2. What are a lawyer’s obligations if an insurance company cuts a staff lawyer’s support staff?

An insurance company employs staff lawyers and support staff to defend its insureds in personal injury cases. The insurance company requires staff lawyers to follow the company’s guidelines in defending lawsuits against its insureds. One guideline requires that staff lawyers obtain permission before retaining expert witnesses and notifies staff lawyers that the company requires 30 days to decide whether to approve the hiring of experts. The staff lawyers are concerned because, for example, when plaintiffs’ counsel file medical billing affidavits, the expenses identified in those affidavits are deemed reasonable and necessary unless a defendant files a controverting affidavit within a certain period of time, usually 30 days.  This means the staff lawyers must find, retain, provide medical records to, and obtain controverting affidavits from an expert within 30 days after a billing affidavit is filed.
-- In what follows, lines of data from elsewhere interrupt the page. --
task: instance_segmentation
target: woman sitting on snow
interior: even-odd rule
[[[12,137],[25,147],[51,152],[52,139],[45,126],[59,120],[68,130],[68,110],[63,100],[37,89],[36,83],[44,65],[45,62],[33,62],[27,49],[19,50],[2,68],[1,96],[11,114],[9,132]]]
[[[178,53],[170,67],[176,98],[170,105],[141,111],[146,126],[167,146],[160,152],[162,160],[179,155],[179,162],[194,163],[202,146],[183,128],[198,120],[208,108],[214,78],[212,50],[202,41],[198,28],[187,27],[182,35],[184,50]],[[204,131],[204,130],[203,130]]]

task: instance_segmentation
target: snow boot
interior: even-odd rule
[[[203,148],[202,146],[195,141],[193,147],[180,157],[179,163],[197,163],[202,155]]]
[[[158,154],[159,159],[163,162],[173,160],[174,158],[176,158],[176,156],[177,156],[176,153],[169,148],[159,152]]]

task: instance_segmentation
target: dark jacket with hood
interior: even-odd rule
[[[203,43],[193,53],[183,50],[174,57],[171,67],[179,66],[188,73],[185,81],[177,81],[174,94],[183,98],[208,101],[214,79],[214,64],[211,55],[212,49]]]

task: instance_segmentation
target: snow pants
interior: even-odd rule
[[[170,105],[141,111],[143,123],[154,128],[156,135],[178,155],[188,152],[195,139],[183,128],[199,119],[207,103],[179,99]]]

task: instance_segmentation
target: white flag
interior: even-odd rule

If staff lawyers must wait up to 30 days to obtain permission to hire an expert to contest the billing affidavit, the deadline for filing a controverting affidavit may have already passed.

In addition, the insurance company cut support staff to reduce costs. The staff lawyers believe the existing support staff cannot keep up with the lawyers’ workload. This will require the lawyers to spend considerably more time performing administrative tasks, which will take time away from performing lawyer-specific tasks.